Let’s keep a good thing going.
That was the sentiment among footwear players last week following news of the mega-marriage between Zappos.com and Amazon.com, a deal that shook up the e-tailing world and will significantly alter the online playing field. The large majority of executives interviewed by Footwear News cheered the union — and the potential upside for the firms.
“Both of these companies are extremely visionary and strategic,” said Larry Tarica, president and COO of Great Neck, N.Y.-based Jimlar Corp., who said he wasn’t surprised by the news.
“Zappos has done a much better job than Amazon has in the shoe business,” added Chinese Laundry CEO Bob Goldman. “And Amazon has amazing resources and procedures, better than Zappos. The whole thing will be a better business model and they both have a lot to offer each other.”
Many vendors stressed that Amazon should tap into Zappos’ innovative business model, strong focus on customer service and out-of-the-box culture.
“While Amazon is by no means old or stodgy, Zappos is in many ways much younger, fresher and more flexible,” said Victor Hsu, marketing director for Jump USA. “The disadvantage would be if Zappos were to lose any of these special qualities once it’s assimilated into the larger organization … although I don’t see that happening.”
Zappos CEO Tony Hsieh, in an e-mail to his employees posted on his blog and Twitter page last Wednesday, said that Amazon supported Zappos’ growth as an independent entity (the firm will remain separate and operate out of its Henderson, Nev. headquarters). “We plan to continue to run Zappos the way we have always run Zappos … continuing to do what we believe is best for our brand, our culture and our business,” Hsieh wrote. (He declined to comment publicly beyond the e-mail, citing a quiet period.)

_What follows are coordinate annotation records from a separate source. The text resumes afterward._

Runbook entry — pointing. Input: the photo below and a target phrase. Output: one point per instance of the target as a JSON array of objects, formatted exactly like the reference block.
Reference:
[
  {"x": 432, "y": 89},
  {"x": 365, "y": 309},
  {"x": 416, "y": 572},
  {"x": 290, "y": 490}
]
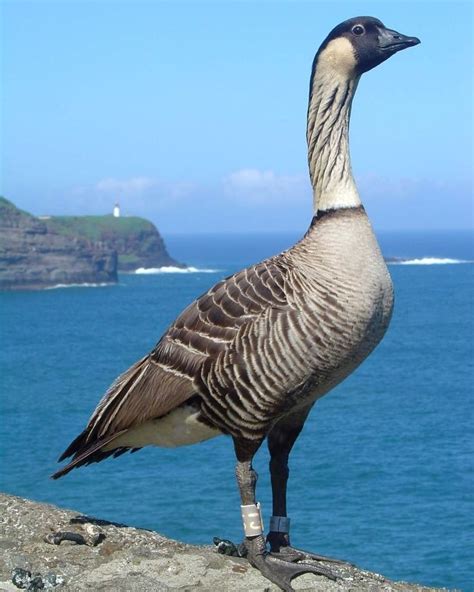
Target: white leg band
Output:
[
  {"x": 252, "y": 519},
  {"x": 279, "y": 524}
]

But not everyone was convinced that Zappos — which, according to Amazon, had $635 million in revenue last year — could maintain its strong sense of identity.
“When you take an independent player who was willing to buy a lot of different, independent [footwear] brands and styles and put it within the setting of a public company, you worry about how they will buy going forward and if the level of service will continue,” said Scott Krasik, an analyst at CL King & Associates.
“No matter how hard Zappos tries to keep it’s ‘culture,’ it becomes inevitable for it to change,” said Josh Willis, sales director at Creative Recreation, adding that it is up to Hsieh to control how the changes affect Zappos employees.
Beyond discussion of how well the e-tailers will mesh, insiders also weighed in on the financial terms of the deal, valued at $979 million at market close on Thursday. The transaction includes about 10 million shares of Amazon common stock and $40 million in cash and stock payouts to Zappos employees. The deal is set to close sometime this fall.
“It’s a fair price,” said Chistopher Svezia, an analyst at Susquehanna Financial Group. “Zappos seems to be growing at a reasonable clip. In the end, [Amazon] paid a little more than one times revenue, which is the usual rate for retailers. Since this is a dot-com, they may have paid a premium given opportunity for growth [in that structure].”
Brian Tascher, VP at BB&T Capital Markets, said that Zappos investors are likely pleased with the size and the terms of the buy-out. “It’s a great deal for Sequoia [Capital] and the other venture partners that were invested in Zappos,” Tascher said.
As for the future of Amazon’s others accessories sites, including Endless.com, the company’s CFO and SVP Thomas Szkutak told investors on a Thursday conference call that they all have different brands and customers and that he is “excited to have all the Websites.”
Still, Zappos has attracted a much stronger consumer following than Endless since the latter was launched in 2007. In June, for example, ComScore reported that Zappos racked up nearly 4.5 million visitors, while Endless totaled 777,000.
Tim Shimotakahara, VP of investment banking at D.A. Davidson & Co., suggested that Amazon could incorporate more upscale products into Endless, positioning it as a fashion and couture business, while keeping Zappos as more of a broadline retailer.
“It doesn’t seem like Endless has the same brand cachet that Zappos does when it comes to online shoes,” he said. “You have two brands that are essentially doing the same thing — one is well known for its product offering, the other is not.”